As total knee arthroplasty (TKA) further transitions toward an outpatient procedure, it becomes important to identify the resource utilization after TKAs at different outpatient facilities. The objective of this study was to determine the 90-day cost of patients who underwent TKAs at an ambulatory surgical center (ASC) or a hospital outpatient department (HOPD).
An observational cohort study was conducted using the Marketscan database with patients who had a TKA at an ASC or HOPD between January 1st, 2019, and October 2nd, 2021. The primary outcome was cost in a 90-day period (including the day of surgery), with inpatient admissions and ED visits as secondary outcomes. Multivariable regression analyses were conducted, adjusting for patient characteristics.

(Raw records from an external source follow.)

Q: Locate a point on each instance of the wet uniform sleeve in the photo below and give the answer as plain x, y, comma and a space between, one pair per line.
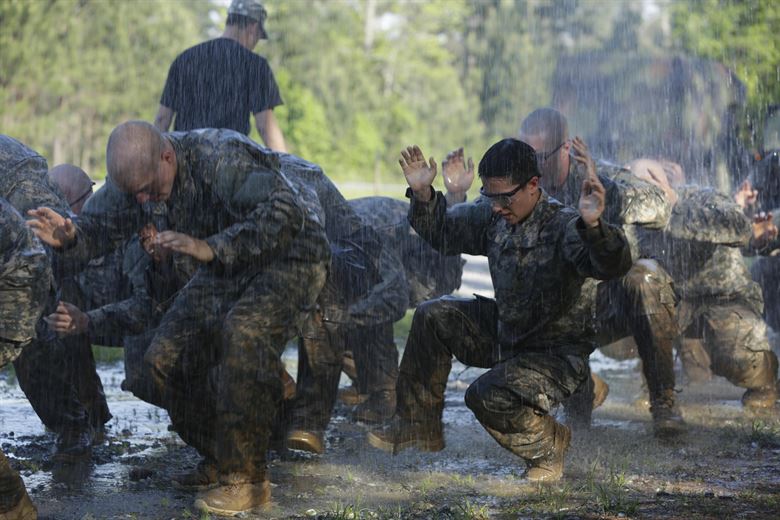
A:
172, 89
265, 94
451, 231
132, 315
601, 252
267, 227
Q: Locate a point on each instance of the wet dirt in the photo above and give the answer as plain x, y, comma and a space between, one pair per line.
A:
727, 466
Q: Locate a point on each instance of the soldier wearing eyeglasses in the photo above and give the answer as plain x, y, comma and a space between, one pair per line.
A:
641, 304
535, 336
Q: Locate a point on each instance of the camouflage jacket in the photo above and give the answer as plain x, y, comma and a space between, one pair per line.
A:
228, 191
538, 267
428, 273
700, 247
629, 203
25, 277
24, 181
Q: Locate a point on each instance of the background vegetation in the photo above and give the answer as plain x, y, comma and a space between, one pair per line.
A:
360, 78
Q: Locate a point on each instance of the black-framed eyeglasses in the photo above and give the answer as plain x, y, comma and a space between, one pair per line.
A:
82, 197
543, 156
502, 200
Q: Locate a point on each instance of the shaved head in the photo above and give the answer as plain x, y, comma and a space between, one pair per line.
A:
546, 124
133, 154
74, 183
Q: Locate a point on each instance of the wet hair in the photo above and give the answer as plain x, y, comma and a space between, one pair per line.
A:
239, 20
133, 150
510, 158
547, 123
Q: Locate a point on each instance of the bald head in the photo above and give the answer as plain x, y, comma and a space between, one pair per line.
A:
133, 154
545, 124
74, 183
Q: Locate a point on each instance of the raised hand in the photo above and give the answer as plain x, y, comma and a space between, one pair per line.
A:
581, 154
458, 175
51, 227
185, 244
764, 230
67, 320
592, 197
419, 174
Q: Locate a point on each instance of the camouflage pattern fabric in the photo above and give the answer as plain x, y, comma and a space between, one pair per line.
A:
25, 274
535, 338
720, 303
552, 246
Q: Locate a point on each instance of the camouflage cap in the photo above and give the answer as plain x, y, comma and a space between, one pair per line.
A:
251, 9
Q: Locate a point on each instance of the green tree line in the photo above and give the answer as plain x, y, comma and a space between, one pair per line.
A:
360, 78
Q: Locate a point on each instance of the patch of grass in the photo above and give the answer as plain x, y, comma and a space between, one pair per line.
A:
613, 495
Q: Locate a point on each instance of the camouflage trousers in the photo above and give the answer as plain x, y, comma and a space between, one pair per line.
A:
641, 304
766, 272
11, 486
320, 354
510, 400
734, 336
215, 360
59, 378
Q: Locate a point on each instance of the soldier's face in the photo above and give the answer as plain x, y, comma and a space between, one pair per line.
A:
553, 160
513, 208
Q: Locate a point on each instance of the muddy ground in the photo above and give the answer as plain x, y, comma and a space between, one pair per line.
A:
727, 466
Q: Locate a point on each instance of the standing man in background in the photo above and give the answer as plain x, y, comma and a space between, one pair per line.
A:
219, 83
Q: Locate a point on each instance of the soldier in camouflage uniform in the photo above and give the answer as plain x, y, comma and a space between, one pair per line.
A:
52, 390
535, 337
701, 248
260, 241
427, 274
642, 303
25, 276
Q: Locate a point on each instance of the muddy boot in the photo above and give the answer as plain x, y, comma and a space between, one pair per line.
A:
549, 468
203, 476
73, 445
760, 398
600, 390
234, 498
397, 435
312, 441
695, 361
351, 396
379, 407
23, 510
667, 421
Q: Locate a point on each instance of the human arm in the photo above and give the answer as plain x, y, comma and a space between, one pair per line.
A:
269, 130
163, 118
461, 229
458, 175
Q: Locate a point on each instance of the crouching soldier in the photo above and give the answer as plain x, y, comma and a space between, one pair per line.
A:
25, 281
536, 335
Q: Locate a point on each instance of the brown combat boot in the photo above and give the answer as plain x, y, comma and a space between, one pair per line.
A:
760, 398
379, 407
667, 421
203, 476
397, 435
312, 441
600, 390
549, 468
235, 498
23, 510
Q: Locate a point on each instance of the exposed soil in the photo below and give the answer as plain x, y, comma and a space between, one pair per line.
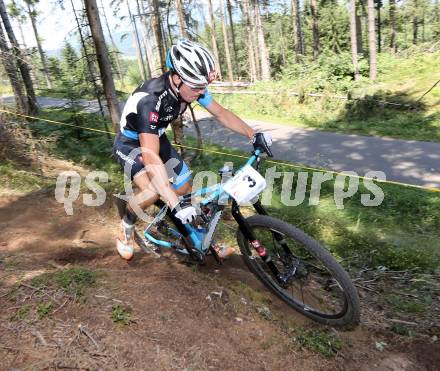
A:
181, 317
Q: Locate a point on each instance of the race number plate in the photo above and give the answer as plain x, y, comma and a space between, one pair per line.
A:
245, 185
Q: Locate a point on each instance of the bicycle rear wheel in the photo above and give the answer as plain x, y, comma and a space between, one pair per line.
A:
316, 285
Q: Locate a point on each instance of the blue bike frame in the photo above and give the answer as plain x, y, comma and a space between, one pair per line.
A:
214, 193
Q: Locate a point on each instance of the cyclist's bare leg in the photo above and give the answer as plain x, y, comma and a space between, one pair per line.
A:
147, 196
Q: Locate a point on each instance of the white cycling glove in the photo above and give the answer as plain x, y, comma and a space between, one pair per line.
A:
186, 213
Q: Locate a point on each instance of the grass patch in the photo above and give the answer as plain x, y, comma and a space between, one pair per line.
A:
22, 313
25, 179
73, 281
401, 233
121, 315
401, 304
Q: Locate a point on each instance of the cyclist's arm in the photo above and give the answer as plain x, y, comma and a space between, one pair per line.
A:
156, 169
229, 120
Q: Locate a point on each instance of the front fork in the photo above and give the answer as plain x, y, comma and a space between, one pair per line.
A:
278, 237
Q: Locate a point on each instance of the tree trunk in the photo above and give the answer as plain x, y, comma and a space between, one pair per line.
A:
393, 45
181, 19
158, 34
226, 41
179, 138
25, 53
7, 58
264, 53
415, 23
234, 45
251, 47
372, 39
103, 62
297, 29
147, 43
115, 48
315, 28
32, 105
253, 35
214, 39
354, 41
379, 30
32, 16
89, 63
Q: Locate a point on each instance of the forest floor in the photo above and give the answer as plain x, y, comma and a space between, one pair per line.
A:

The study population consisted of 47,261 patients with 7,874 ASC patients and 39,387 HOPD patients. 90-day costs for ASC patients were lower compared with HOPD patients ($35,634 ± 19,030 vs. $38,096 ± 24,389, P < 0.001). 90-day inpatient admission rates were lower for ASC than HOPD patients (2.5% vs. 4.8%, P < 0.001). 90-day ED visits for ASC patients were lesser compared with HOPD patients (8.9% vs. 12.7%, P < 0.001).
Patients with TKAs at an ASC had an overall lower cost, inpatient admissions, and ED visits over a 90-day period compared with HOPD patients. Future consideration for which outpatient facilities patients have their TKA at is necessary as TKAs shift toward bundle payments and outpatient procedures.
随着全膝关节置换术(TKA)进一步向门诊手术转变,确定在不同门诊设施接受 TKA 后的资源利用情况变得非常重要。本研究的目的是确定在门诊手术中心(ASC)或医院门诊部门(HOPD)接受 TKA 的患者在 90 天内的成本。
本研究采用 Marketscan 数据库进行观察性队列研究,纳入 2019 年 1 月 1 日至 2021 年 10 月 2 日期间在 ASC 或 HOPD 接受 TKA 的患者。主要结局是 90 天内(包括手术当天)的成本,以住院入院和急诊就诊为次要结局。采用多变量回归分析,调整患者特征。
研究人群包括 47261 名患者,其中 ASC 患者 7874 名,HOPD 患者 39387 名。与 HOPD 患者相比,ASC 患者的 90 天成本较低(35634±19030 美元比 38096±24389 美元,P<0.001)。ASC 患者的 90 天住院入院率低于 HOPD 患者(2.5%比 4.8%,P<0.001)。ASC 患者的 90 天急诊就诊率低于 HOPD 患者(8.9%比 12.7%,P<0.001)。
与 HOPD 患者相比,在 ASC 接受 TKA 的患者在 90 天内的总成本、住院入院率和急诊就诊率均较低。随着 TKA 向捆绑支付和门诊手术转变,有必要考虑患者在哪些门诊设施接受 TKA。